Scientific classification
- Kingdom: Plantae
- Clade: Tracheophytes
- Clade: Angiosperms
- Clade: Eudicots
- Clade: Asterids
- Order: Gentianales
- Family: Gentianaceae
- Genus: Frasera
- Species: F. parryi
- Binomial name: Frasera parryi Torr.
- Synonyms: Swertia parryi

= Frasera parryi =

- Genus: Frasera
- Species: parryi
- Authority: Torr.
- Conservation status: G4
- Synonyms: Swertia parryi

Species of plant

Frasera parryi (syn. Swertia parryi) is a species of flowering plant in the gentian family known by the common name Coahuila frasera.

It is native to southern California and adjacent Baja California, and Arizona. It grows in oak woodland and chaparral habitats along the coast and inland.

==Description==
Frasera parryi is a perennial herb that produces one or two erect stems growing up to 1.5 m in height.

The basal leaves are lance-shaped, strap-shaped, or somewhat oval and elongated with pointed tips, reaching up to 25 cm long.
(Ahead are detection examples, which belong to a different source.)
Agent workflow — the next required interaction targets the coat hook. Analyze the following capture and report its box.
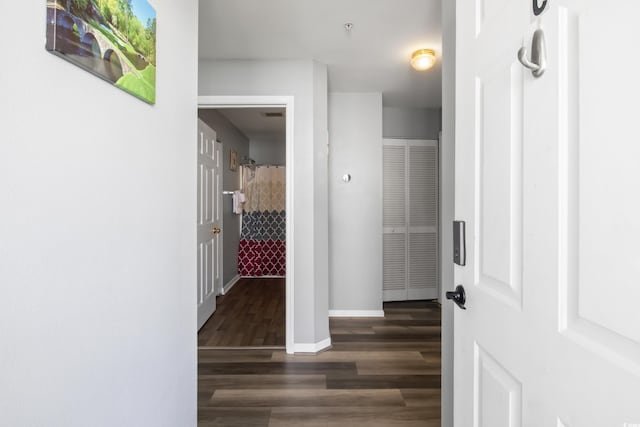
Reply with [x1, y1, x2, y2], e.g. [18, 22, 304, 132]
[518, 28, 547, 77]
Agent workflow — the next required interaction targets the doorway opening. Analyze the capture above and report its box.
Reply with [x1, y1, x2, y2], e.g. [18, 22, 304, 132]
[198, 96, 294, 353]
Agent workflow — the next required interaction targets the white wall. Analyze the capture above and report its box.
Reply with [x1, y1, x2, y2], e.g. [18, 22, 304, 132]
[198, 60, 329, 348]
[198, 108, 250, 286]
[0, 0, 198, 427]
[249, 135, 287, 166]
[329, 93, 382, 311]
[440, 1, 456, 427]
[382, 107, 441, 140]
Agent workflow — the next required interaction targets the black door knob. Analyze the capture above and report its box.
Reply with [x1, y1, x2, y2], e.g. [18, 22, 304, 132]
[446, 285, 467, 310]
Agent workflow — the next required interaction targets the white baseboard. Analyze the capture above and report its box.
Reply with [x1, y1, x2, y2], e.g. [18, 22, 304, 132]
[329, 310, 384, 317]
[293, 338, 331, 353]
[222, 274, 240, 295]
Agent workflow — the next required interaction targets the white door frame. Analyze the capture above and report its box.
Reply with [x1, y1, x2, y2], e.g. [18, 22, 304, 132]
[198, 96, 294, 354]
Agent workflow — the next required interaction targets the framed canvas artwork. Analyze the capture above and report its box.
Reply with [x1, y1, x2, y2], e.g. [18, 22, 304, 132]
[46, 0, 156, 104]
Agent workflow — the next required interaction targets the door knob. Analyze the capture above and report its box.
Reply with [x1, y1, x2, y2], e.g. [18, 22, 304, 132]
[446, 285, 467, 310]
[518, 29, 547, 77]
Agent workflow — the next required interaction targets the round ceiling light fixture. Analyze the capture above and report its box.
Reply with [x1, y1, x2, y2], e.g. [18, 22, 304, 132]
[411, 49, 436, 71]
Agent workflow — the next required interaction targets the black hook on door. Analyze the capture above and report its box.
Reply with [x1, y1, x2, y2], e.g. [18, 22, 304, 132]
[533, 0, 549, 16]
[446, 285, 467, 310]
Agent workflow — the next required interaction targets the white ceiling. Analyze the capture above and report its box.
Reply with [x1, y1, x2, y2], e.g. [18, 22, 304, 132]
[217, 107, 286, 142]
[199, 0, 442, 108]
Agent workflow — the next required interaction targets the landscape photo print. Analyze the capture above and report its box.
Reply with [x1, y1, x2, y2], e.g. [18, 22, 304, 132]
[46, 0, 156, 104]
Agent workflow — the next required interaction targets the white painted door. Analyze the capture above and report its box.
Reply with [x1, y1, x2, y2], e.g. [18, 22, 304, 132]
[196, 119, 222, 329]
[454, 0, 640, 427]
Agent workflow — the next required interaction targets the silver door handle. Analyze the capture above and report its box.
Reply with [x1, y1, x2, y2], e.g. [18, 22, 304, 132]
[518, 28, 547, 77]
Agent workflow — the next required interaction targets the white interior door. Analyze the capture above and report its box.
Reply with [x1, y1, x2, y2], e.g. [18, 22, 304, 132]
[196, 119, 222, 329]
[454, 0, 640, 427]
[383, 139, 439, 301]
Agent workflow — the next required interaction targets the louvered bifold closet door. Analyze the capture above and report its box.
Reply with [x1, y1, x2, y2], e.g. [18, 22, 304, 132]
[382, 140, 408, 301]
[383, 139, 438, 301]
[407, 141, 438, 300]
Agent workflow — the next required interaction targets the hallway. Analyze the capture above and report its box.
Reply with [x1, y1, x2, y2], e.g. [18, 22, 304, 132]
[198, 302, 440, 427]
Leaves higher on the plant are widely lance-shaped to oval, smaller, and oppositely arranged. The leaves are green with white margins.

The inflorescence is an open panicle of flowers atop the stem. Each flower has a calyx of four pointed sepals and a corolla of four pointed lobes each 1 to 2 cm long. The corolla is greenish with purple speckles, and each lobe has a fringe of hairs near the base. There are four stamens tipped with large anthers and a central ovary.